Tessel: Boosting Distributed Execution of Large DNN Models via Flexible Schedule Search
This addresses performance bottlenecks in distributed deep learning for researchers and practitioners, though it is incremental as it builds on existing scheduling methods.
The paper tackles the challenge of optimizing distributed execution of large DNN models by automating schedule search for diverse operator placement strategies, achieving up to 5.5x training speedup and 38% inference latency reduction.

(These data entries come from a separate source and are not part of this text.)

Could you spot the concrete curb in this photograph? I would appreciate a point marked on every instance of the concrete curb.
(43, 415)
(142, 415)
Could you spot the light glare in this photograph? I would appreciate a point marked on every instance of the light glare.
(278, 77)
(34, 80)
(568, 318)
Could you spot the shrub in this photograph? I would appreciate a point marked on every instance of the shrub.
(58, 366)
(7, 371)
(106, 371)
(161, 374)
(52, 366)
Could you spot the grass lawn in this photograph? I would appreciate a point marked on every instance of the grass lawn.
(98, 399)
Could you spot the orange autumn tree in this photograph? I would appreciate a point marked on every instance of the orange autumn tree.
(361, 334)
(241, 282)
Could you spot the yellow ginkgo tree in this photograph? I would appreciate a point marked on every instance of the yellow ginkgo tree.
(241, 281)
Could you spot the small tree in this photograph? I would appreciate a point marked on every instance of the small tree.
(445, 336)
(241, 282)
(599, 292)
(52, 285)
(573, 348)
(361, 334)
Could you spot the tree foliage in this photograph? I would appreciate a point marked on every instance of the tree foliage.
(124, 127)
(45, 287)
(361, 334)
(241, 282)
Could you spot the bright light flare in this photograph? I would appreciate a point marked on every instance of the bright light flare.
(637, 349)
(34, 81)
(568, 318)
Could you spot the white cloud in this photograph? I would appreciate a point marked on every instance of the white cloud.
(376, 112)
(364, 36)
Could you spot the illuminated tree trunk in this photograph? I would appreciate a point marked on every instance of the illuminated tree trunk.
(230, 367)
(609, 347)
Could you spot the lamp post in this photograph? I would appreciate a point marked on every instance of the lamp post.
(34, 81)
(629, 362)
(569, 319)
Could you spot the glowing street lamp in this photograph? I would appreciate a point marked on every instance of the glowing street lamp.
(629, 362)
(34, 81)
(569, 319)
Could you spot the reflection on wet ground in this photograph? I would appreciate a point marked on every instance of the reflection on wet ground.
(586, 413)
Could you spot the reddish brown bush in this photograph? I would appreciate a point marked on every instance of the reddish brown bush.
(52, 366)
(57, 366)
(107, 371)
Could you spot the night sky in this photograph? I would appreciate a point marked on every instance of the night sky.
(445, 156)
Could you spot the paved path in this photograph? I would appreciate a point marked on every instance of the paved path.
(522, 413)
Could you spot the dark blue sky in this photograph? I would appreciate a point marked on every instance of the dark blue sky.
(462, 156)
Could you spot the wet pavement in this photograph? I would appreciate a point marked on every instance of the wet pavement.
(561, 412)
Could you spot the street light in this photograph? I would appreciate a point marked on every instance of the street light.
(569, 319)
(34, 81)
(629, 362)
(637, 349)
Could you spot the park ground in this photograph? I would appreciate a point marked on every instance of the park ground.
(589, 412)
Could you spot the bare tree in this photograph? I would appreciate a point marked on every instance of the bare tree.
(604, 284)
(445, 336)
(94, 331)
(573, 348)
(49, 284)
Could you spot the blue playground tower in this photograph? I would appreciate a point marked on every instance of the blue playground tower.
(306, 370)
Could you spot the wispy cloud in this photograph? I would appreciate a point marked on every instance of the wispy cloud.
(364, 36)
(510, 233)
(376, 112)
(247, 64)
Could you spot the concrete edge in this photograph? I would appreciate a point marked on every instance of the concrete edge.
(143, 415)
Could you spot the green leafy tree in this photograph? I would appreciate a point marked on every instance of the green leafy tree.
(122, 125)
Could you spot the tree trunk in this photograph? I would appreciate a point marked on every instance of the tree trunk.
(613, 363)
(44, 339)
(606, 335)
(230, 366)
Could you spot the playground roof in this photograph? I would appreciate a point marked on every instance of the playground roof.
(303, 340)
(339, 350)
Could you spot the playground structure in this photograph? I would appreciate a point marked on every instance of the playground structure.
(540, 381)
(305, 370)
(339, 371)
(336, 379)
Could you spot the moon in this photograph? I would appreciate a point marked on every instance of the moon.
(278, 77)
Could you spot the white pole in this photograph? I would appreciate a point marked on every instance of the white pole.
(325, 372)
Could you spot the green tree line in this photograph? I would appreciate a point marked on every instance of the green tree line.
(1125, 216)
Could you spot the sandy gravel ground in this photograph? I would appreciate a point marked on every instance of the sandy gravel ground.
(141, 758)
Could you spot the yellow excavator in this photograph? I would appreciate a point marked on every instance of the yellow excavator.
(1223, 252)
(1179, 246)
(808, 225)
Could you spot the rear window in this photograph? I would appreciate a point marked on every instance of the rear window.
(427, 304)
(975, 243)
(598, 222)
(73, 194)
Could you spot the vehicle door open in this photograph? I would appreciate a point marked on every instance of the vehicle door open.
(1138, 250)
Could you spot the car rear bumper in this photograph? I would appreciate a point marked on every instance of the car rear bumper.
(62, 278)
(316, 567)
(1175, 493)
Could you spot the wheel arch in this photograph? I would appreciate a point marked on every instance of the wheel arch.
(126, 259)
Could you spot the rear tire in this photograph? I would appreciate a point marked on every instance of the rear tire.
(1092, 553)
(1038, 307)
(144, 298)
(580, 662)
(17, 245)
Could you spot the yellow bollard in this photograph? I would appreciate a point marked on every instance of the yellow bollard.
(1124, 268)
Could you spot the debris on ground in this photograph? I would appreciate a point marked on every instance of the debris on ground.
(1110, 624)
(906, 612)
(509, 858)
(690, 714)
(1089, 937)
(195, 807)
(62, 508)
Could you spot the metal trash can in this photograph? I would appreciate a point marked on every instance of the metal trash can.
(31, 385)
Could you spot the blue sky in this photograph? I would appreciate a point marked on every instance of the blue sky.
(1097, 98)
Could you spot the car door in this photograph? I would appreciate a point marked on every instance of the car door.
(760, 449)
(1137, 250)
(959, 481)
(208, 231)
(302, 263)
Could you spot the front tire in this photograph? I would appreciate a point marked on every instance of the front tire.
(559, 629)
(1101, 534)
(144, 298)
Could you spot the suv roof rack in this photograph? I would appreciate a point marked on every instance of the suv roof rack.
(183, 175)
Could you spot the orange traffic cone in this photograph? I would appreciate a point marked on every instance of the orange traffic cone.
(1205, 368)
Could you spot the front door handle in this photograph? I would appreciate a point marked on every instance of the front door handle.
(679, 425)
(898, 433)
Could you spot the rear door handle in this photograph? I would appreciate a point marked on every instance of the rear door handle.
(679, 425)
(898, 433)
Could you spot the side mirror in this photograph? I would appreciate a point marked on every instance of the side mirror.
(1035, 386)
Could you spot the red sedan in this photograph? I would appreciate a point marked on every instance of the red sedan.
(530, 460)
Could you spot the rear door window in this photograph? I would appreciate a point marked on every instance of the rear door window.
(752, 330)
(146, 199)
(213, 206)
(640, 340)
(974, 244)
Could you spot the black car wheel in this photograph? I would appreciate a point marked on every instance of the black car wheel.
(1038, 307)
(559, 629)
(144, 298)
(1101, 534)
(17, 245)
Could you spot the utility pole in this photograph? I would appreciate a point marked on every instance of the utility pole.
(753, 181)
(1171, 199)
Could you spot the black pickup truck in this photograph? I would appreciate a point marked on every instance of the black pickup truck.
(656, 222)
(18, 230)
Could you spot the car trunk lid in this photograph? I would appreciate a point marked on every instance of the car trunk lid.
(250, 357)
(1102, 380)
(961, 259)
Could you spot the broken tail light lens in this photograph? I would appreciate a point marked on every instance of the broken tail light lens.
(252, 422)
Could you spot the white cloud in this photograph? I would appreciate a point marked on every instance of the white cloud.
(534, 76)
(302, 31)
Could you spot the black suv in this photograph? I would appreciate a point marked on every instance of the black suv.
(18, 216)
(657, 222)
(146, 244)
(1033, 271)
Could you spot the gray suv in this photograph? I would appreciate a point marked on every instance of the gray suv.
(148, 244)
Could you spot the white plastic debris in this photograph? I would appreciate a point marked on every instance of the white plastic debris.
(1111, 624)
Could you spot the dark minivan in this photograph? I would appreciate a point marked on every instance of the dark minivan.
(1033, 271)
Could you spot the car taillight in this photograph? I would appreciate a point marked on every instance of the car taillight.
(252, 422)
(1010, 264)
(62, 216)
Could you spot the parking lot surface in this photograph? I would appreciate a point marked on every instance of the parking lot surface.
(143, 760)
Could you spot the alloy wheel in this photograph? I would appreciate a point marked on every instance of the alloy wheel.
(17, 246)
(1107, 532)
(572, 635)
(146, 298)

Increasingly complex and diverse deep neural network (DNN) models necessitate distributing the execution across multiple devices for training and inference tasks, and also require carefully planned schedules for performance. However, existing practices often rely on predefined schedules that may not fully exploit the benefits of emerging diverse model-aware operator placement strategies. Handcrafting high-efficiency schedules can be challenging due to the large and varying schedule space. This paper presents Tessel, an automated system that searches for efficient schedules for distributed DNN training and inference for diverse operator placement strategies. To reduce search costs, Tessel leverages the insight that the most efficient schedules often exhibit repetitive pattern (repetend) across different data inputs. This leads to a two-phase approach: repetend construction and schedule completion. By exploring schedules for various operator placement strategies, Tessel significantly improves both training and inference performance. Experiments with representative DNN models demonstrate that Tessel achieves up to 5.5x training performance speedup and up to 38% inference latency reduction.